Gedenken im Wohnzimmer ist eine private Initiative von Menschen, die beschlossen haben, Verantwortung zu übernehmen und Maßnahmen zu ergreifen, um die Erinnerung an die Shoa wachzuhalten und eine neue, intime und bedeutungsvolle israelische Tradition für den Holocaust-Gedenktag zu schaffen.
Tausende Gastgeber_innen und Gäste in Israel und auf der ganzen Welt begehen dabei den Yom HaShoah gemeinsam im Wohnzimmer in einer intimen und bedeutungsvollen Zusammenkunft.
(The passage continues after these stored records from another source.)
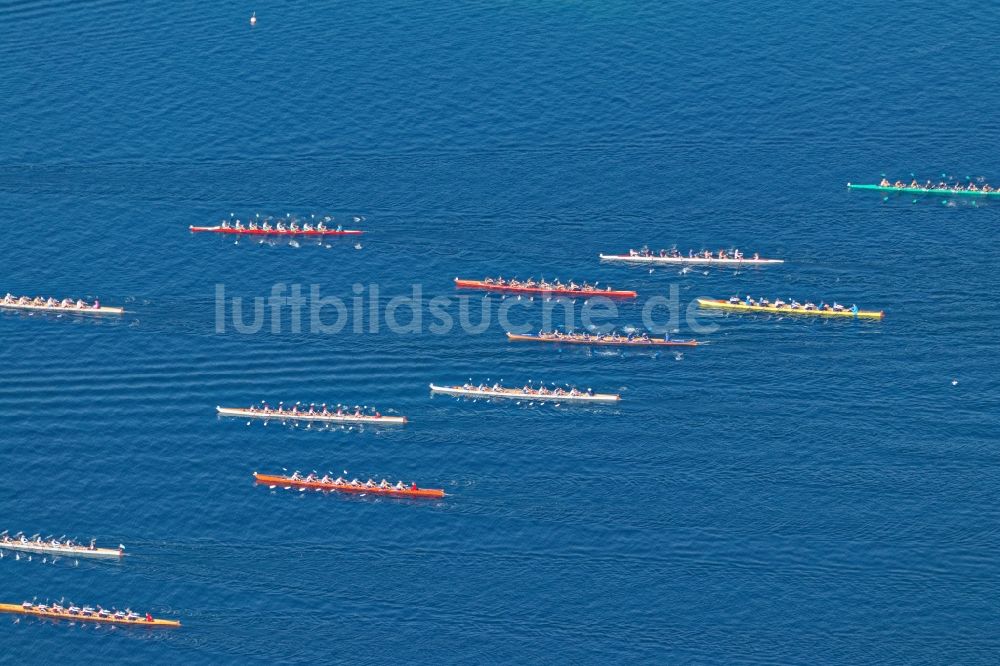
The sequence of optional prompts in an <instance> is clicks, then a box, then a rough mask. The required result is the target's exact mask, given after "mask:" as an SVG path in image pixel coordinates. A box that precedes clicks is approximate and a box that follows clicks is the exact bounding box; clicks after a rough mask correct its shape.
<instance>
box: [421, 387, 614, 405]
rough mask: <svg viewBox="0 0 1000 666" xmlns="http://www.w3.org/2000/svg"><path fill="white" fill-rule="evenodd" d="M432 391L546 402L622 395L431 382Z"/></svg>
mask: <svg viewBox="0 0 1000 666" xmlns="http://www.w3.org/2000/svg"><path fill="white" fill-rule="evenodd" d="M430 386H431V391H433V392H434V393H444V394H446V395H456V396H462V397H465V398H507V399H510V400H534V401H543V400H544V401H546V402H618V401H619V400H621V396H620V395H618V394H617V393H594V394H592V395H590V394H586V393H584V394H582V395H567V394H565V393H564V394H562V395H553V394H543V395H538V394H536V393H525V392H524V391H516V390H514V389H504V390H503V391H480V390H478V389H471V390H470V389H466V388H462V387H461V386H437V385H435V384H431V385H430Z"/></svg>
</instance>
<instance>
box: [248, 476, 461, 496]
mask: <svg viewBox="0 0 1000 666" xmlns="http://www.w3.org/2000/svg"><path fill="white" fill-rule="evenodd" d="M253 477H254V480H255V481H256V482H257V483H259V484H261V485H269V486H285V487H294V488H313V489H315V490H328V491H330V492H338V493H355V494H361V493H364V494H368V495H382V496H385V497H419V498H423V499H438V498H441V497H444V490H441V489H440V488H416V489H413V488H405V489H403V490H394V489H392V488H377V487H376V488H366V487H364V486H351V485H345V484H340V483H323V482H322V481H305V480H303V479H294V480H293V479H290V478H288V477H287V476H280V475H274V474H258V473H257V472H254V473H253Z"/></svg>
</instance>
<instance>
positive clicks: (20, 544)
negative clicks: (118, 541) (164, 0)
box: [0, 530, 125, 559]
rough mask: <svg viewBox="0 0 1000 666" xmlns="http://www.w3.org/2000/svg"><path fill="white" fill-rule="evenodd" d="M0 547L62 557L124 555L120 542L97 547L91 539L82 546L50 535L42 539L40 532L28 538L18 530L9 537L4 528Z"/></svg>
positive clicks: (6, 532)
mask: <svg viewBox="0 0 1000 666" xmlns="http://www.w3.org/2000/svg"><path fill="white" fill-rule="evenodd" d="M0 548H4V549H7V550H16V551H21V552H25V553H39V554H46V555H58V556H62V557H95V558H107V559H121V558H122V557H124V556H125V546H123V545H120V544H119V546H118V548H98V547H97V541H96V539H91V541H90V545H89V546H84V545H81V544H78V543H75V542H74V541H73V540H72V539H67V540H66V541H61V540H60V539H53V538H51V537H50V538H46V539H44V540H43V539H42V537H41V535H40V534H36V535H34V536H33V537H31V538H28V537H26V536H24V534H22V533H20V532H19V533H18V534H15V535H14V536H13V537H10V536H7V531H6V530H4V531H3V533H0Z"/></svg>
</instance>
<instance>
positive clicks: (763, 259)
mask: <svg viewBox="0 0 1000 666" xmlns="http://www.w3.org/2000/svg"><path fill="white" fill-rule="evenodd" d="M600 258H601V261H607V262H620V263H627V264H686V265H697V266H711V265H715V266H769V265H772V264H783V263H785V260H784V259H764V258H762V257H761V256H760V255H759V254H757V253H756V252H755V253H754V254H752V255H751V256H749V257H747V256H745V255H744V254H743V253H742V252H740V251H739V250H732V251H728V250H719V251H718V252H717V253H715V254H713V253H712V252H710V251H709V250H702V251H699V252H695V251H694V250H689V251H688V254H687V256H684V255H682V254H681V253H680V252H679V251H678V250H677V248H671V249H669V250H660V251H659V252H657V253H654V252H653V251H652V250H650V249H649V248H648V247H644V248H642V249H640V250H631V249H630V250H629V251H628V254H602V255H600Z"/></svg>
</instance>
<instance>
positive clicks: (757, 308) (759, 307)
mask: <svg viewBox="0 0 1000 666" xmlns="http://www.w3.org/2000/svg"><path fill="white" fill-rule="evenodd" d="M698 305H699V306H700V307H703V308H715V309H719V310H735V311H737V312H766V313H767V314H792V315H812V316H814V317H846V318H849V319H882V318H883V317H885V313H884V312H882V311H881V310H878V311H875V310H858V311H857V312H852V311H851V310H805V309H803V308H794V309H793V308H791V307H789V306H787V305H783V306H781V307H775V306H773V305H747V304H746V303H730V302H729V301H723V300H720V299H715V298H699V299H698Z"/></svg>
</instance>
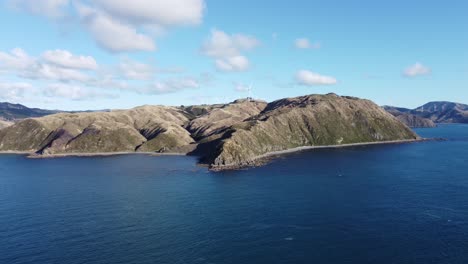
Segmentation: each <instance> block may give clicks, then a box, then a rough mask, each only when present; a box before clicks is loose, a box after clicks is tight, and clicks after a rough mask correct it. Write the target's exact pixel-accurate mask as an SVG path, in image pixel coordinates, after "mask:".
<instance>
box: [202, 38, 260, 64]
mask: <svg viewBox="0 0 468 264" xmlns="http://www.w3.org/2000/svg"><path fill="white" fill-rule="evenodd" d="M259 45H260V42H259V41H258V40H257V39H256V38H255V37H252V36H247V35H243V34H233V35H228V34H226V33H225V32H223V31H220V30H216V29H214V30H212V31H211V37H210V38H209V39H208V40H207V41H205V43H204V44H203V46H202V48H201V50H202V53H203V54H204V55H206V56H208V57H212V58H214V59H215V60H214V62H215V65H216V68H218V69H219V70H221V71H245V70H247V69H248V68H249V66H250V62H249V60H248V58H247V57H245V56H244V55H242V53H243V52H245V51H250V50H253V49H255V48H256V47H258V46H259Z"/></svg>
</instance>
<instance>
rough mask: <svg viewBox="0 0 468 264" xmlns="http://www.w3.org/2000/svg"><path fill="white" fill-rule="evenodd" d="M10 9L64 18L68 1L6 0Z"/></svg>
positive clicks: (45, 0)
mask: <svg viewBox="0 0 468 264" xmlns="http://www.w3.org/2000/svg"><path fill="white" fill-rule="evenodd" d="M7 3H8V4H9V6H10V7H12V8H14V9H19V10H25V11H27V12H29V13H31V14H35V15H41V16H46V17H49V18H53V19H57V18H62V17H64V16H65V14H66V13H65V10H64V9H65V8H66V7H67V6H68V5H69V4H70V1H69V0H8V2H7Z"/></svg>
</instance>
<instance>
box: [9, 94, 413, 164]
mask: <svg viewBox="0 0 468 264" xmlns="http://www.w3.org/2000/svg"><path fill="white" fill-rule="evenodd" d="M415 139H418V136H417V135H416V134H415V133H414V132H413V131H412V130H411V129H409V128H408V127H407V126H405V125H404V124H403V123H402V122H400V121H399V120H398V119H396V118H395V117H393V116H392V115H391V114H389V113H388V112H386V111H385V110H383V109H382V108H380V107H379V106H377V105H375V104H374V103H372V102H371V101H368V100H362V99H358V98H354V97H340V96H337V95H335V94H328V95H309V96H301V97H296V98H287V99H282V100H278V101H275V102H272V103H268V104H267V103H266V102H263V101H255V100H237V101H234V102H232V103H229V104H224V105H214V106H190V107H165V106H142V107H137V108H134V109H130V110H115V111H110V112H94V113H60V114H54V115H49V116H45V117H40V118H30V119H25V120H22V121H19V122H16V123H15V124H14V125H11V126H9V127H6V128H4V129H2V130H0V151H27V152H35V153H37V154H39V155H52V154H77V153H109V152H169V153H170V152H173V153H174V152H177V153H190V154H193V155H197V156H200V158H201V162H202V163H205V164H208V165H210V166H211V167H212V168H216V169H229V168H237V167H242V166H246V165H249V164H252V163H254V162H255V161H256V159H257V158H258V157H259V156H262V155H264V154H267V153H270V152H275V151H283V150H288V149H292V148H296V147H302V146H327V145H347V144H354V143H372V142H387V141H398V140H415Z"/></svg>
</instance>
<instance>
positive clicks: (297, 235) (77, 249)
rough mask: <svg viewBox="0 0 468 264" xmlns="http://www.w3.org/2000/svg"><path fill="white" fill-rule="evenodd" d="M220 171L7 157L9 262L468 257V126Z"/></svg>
mask: <svg viewBox="0 0 468 264" xmlns="http://www.w3.org/2000/svg"><path fill="white" fill-rule="evenodd" d="M417 132H418V133H419V134H420V135H422V136H425V137H444V138H447V139H448V140H447V141H430V142H424V143H413V144H401V145H386V146H368V147H356V148H348V149H330V150H315V151H307V152H302V153H296V154H291V155H287V156H283V157H281V158H279V159H276V160H274V161H273V162H271V163H270V164H268V165H267V166H264V167H261V168H254V169H248V170H242V171H233V172H223V173H213V172H208V171H207V170H206V168H203V167H198V166H197V165H196V159H195V158H192V157H148V156H117V157H101V158H61V159H48V160H44V159H27V158H25V157H23V156H17V155H4V156H0V263H2V264H14V263H34V264H42V263H44V264H45V263H47V264H50V263H60V264H62V263H66V264H73V263H91V264H93V263H126V264H129V263H158V264H164V263H175V264H177V263H223V264H229V263H233V264H246V263H256V264H262V263H265V264H266V263H268V264H271V263H356V264H362V263H379V264H385V263H399V264H401V263H425V264H428V263H463V264H466V263H468V126H467V125H447V126H441V127H439V128H436V129H421V130H418V131H417Z"/></svg>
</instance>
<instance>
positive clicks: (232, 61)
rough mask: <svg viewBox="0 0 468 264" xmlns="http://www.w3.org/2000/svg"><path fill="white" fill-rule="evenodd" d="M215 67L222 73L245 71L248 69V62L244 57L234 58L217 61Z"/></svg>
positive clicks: (240, 56)
mask: <svg viewBox="0 0 468 264" xmlns="http://www.w3.org/2000/svg"><path fill="white" fill-rule="evenodd" d="M215 65H216V68H218V69H219V70H222V71H228V72H233V71H246V70H248V69H249V67H250V62H249V60H248V59H247V58H246V57H244V56H234V57H228V58H226V59H217V60H216V61H215Z"/></svg>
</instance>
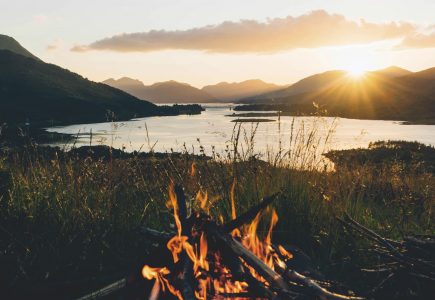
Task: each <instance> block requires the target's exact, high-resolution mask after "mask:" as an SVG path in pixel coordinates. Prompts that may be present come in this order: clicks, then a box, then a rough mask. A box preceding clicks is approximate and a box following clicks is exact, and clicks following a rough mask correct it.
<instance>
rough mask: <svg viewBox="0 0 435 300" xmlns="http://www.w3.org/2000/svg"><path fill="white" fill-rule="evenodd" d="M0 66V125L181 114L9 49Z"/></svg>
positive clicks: (79, 121)
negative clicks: (44, 62) (113, 116)
mask: <svg viewBox="0 0 435 300" xmlns="http://www.w3.org/2000/svg"><path fill="white" fill-rule="evenodd" d="M0 66H1V68H0V122H10V123H23V122H32V123H44V124H47V122H48V121H50V122H54V123H64V124H65V123H82V122H98V121H106V120H107V119H108V118H110V119H112V117H113V116H115V117H116V118H117V119H129V118H132V117H139V116H151V115H166V114H177V113H178V110H180V108H179V107H175V108H174V107H158V106H156V105H154V104H152V103H150V102H146V101H143V100H139V99H138V98H136V97H134V96H132V95H129V94H127V93H126V92H123V91H120V90H118V89H116V88H113V87H110V86H108V85H106V84H102V83H96V82H92V81H90V80H87V79H85V78H83V77H82V76H80V75H78V74H75V73H73V72H70V71H68V70H66V69H63V68H61V67H58V66H56V65H52V64H47V63H44V62H42V61H41V60H38V59H33V58H30V57H27V56H23V55H20V54H17V53H13V52H11V51H8V50H0ZM183 109H184V108H183ZM109 112H110V113H109Z"/></svg>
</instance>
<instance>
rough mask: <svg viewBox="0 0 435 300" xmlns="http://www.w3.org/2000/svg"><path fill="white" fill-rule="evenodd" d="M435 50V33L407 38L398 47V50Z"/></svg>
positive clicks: (417, 35)
mask: <svg viewBox="0 0 435 300" xmlns="http://www.w3.org/2000/svg"><path fill="white" fill-rule="evenodd" d="M412 48H435V32H433V33H430V34H423V33H415V34H413V35H410V36H407V37H406V38H404V39H403V40H402V42H401V43H400V44H399V45H397V46H396V49H398V50H403V49H412Z"/></svg>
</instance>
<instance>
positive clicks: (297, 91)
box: [240, 71, 346, 103]
mask: <svg viewBox="0 0 435 300" xmlns="http://www.w3.org/2000/svg"><path fill="white" fill-rule="evenodd" d="M345 75H346V72H345V71H327V72H324V73H321V74H315V75H312V76H309V77H306V78H304V79H302V80H299V81H298V82H296V83H294V84H292V85H291V86H289V87H287V88H284V89H280V90H277V91H273V92H270V93H265V94H260V95H257V96H254V97H248V98H246V99H242V100H241V101H240V102H241V103H256V102H259V103H265V102H268V103H272V102H274V101H276V100H277V99H280V98H284V97H290V96H293V95H298V94H304V93H308V92H312V91H319V90H323V89H326V88H327V87H328V86H330V85H332V84H334V82H335V81H337V80H339V79H341V78H343V77H344V76H345Z"/></svg>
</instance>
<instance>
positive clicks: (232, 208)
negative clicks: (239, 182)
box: [230, 178, 237, 220]
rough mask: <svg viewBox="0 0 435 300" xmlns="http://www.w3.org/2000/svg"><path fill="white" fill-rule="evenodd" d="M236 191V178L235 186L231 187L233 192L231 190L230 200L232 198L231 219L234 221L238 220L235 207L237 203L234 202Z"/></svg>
mask: <svg viewBox="0 0 435 300" xmlns="http://www.w3.org/2000/svg"><path fill="white" fill-rule="evenodd" d="M235 190H236V178H234V180H233V184H232V185H231V190H230V198H231V218H232V219H233V220H234V219H235V218H237V214H236V205H235V201H234V192H235Z"/></svg>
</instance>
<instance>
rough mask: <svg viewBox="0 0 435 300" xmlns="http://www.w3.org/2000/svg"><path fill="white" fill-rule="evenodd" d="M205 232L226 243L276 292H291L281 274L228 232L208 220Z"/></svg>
mask: <svg viewBox="0 0 435 300" xmlns="http://www.w3.org/2000/svg"><path fill="white" fill-rule="evenodd" d="M205 230H206V231H207V234H209V235H210V236H214V237H215V238H216V239H217V240H219V241H220V242H222V243H223V244H225V245H226V247H228V248H229V249H231V251H232V252H233V253H234V255H236V256H237V257H240V258H241V259H242V260H243V261H244V262H245V263H246V264H247V265H249V266H250V267H252V268H253V269H254V270H255V271H257V272H258V274H259V275H260V276H262V277H263V278H264V279H265V280H266V281H267V282H268V283H269V285H270V286H271V288H272V289H273V290H275V291H277V292H278V293H281V294H285V295H289V294H293V295H294V293H292V292H291V291H290V288H289V286H288V285H287V283H286V282H285V280H284V279H283V278H282V276H281V275H279V274H278V273H276V272H275V271H274V270H272V269H271V268H269V267H268V266H267V265H266V264H265V263H264V262H263V261H261V260H260V259H259V258H258V257H256V256H255V255H254V254H253V253H252V252H250V251H249V250H248V249H246V248H245V247H244V246H243V245H242V244H241V243H240V242H238V241H236V240H235V239H234V238H233V237H232V236H231V235H230V234H228V233H226V232H224V231H223V230H222V229H220V228H219V227H218V226H217V225H216V224H215V223H212V222H209V223H208V224H206V226H205Z"/></svg>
Das Gedenken im Wohnzimmer hat sich von einer spontanen Initiative zu einer großen Gemeinschaftsaktion entwickelt. Hinter der Initiative stehen engagierte Freiwillige, die dabei helfen, Zeitzeug_innen in einer vertrauensvollen Atmosphäre eine Stimme zu verleihen. Sie setzen sich auf vielfältige Weise dafür ein, dass diese neue Initiative zur Tradition wird und die Erinnerungen an die Shoa ihre Bedeutung bewahrt.
In diesem Jahr haben wir als Alumni-Forum des israelisch-deutschen Austauschprogrammes der Gewerkschaften beschlossen, zusätzlich zu der offiziellen Zeremonie in der Histadrut, die jedes Jahr von den Kolleg_innen, die mit einer Delegation nach Polen reisen, abgehalten wird, auch an dieser teilzunehmen. Wir wollen dies zu einer Tradition in unserem Netzwerk zu machen.
Darüber hinaus haben wir ehemalige Teilnehmende unseres Austauschprogrammes eingeladen, um mit Clila Bau zusammenzukommen. Sie ist die Tochter von Josef und Rebeka Bau und empfängt regelmäßig Delegationen aus Deutschland für ein Gespräch in ihrem Studio in Tel Aviv.
Die Frage, wie sich die nächsten Generationen an die Shoa erinnern werden, ist natürlich auch im Rahmen der Delegationsaustauschmaßnahmen ein wichtiges Thema. Auch wir müssen darüber nachdenken, wie wir uns weiterentwickeln und erinnern möchten.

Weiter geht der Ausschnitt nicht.